Because here’s the thing: The only time I have ever really healed or listened to what I wanted is when I was single. A common thread for me has been putting my relationships above myself. Figuring out what that person needs only to realize that I am sacrificing myself in the process to get what I think will be better. Another person will not enhance me or make me happpier. Another person is beautiful, wonderful, great. But it will not make things better for me. But it is watching instagram highlight reels or romance movies that are trying to tell me otherwise. They are telling me that I’m missing out. They are telling me how much better their situation is because they have a partner to share it with. And you know what, I believe them. But I know that that is not the case for me. There is a reason that my relationships have not worked out till now where I am spending months and months away from my work and away from my friends as a single woman. So instead of wasting my time trying to figure out why this is my situation I am going to listen to my situation. And my first order of business is:
Stop feeling sorry for yourself.
I am successful, healthy, safe, financially stable, and loved by my family, friends, and my Creator. My singleness does not water down these factors. My singleness is nothing to be ashamed or embarrassed about. My singleness is just that. Individual.

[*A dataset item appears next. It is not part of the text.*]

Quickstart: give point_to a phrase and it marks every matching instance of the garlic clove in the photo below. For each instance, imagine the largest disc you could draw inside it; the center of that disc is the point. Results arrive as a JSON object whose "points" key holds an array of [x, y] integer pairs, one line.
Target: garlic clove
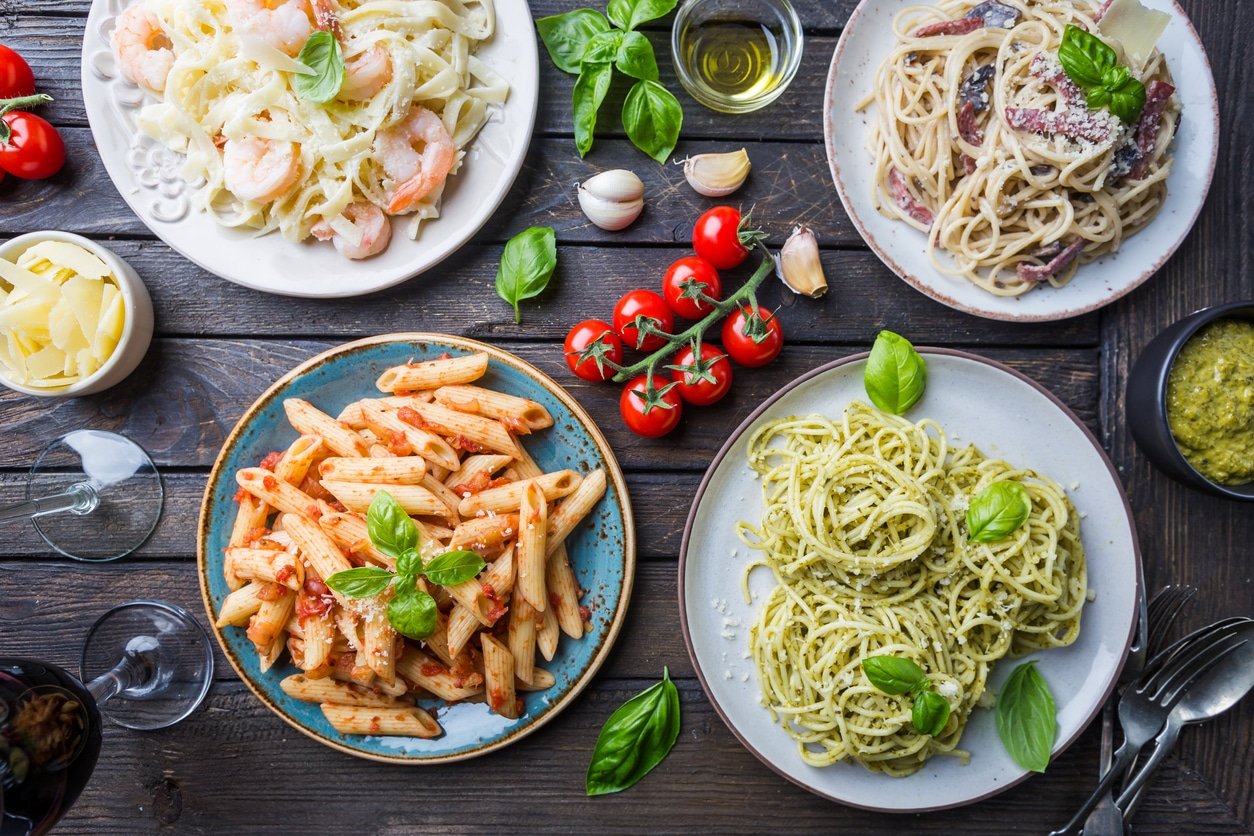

Great. Now, what am I going to do with this time?
Sit in it. Be in it. Finally listen to myself instead of someone else. Work on my healing, collect my feelings and hold them close to my heart so that they know they are validated. Only be responsible for myself. Put my happiness in my hands. Be my own happiness. Understand that the universe wants this for me. Not to punish me. But to help me understand. To take my hand as we unravel old wounds together and put real bandaids on them this time. There is so much more to learn about ourselves and what we are fully capable of, but sometimes we need other circumstances to disappear so we can see them for ourselves. No one to tell me I’m beautiful means I have to finally believe it for myself. I have to see it for myself.
So if you’ve gotten this far, here’s what I want to tell you:
Stop feeling sorry for yourself. Really I mean it. Every moment you’ve experienced has gotten you to this point. So there’s no use in regretting, blaming or shaming yourself for any action you’ve taken. The only thing left to be is grateful that it happened and to start listening to your situation. Find out what you need and start there.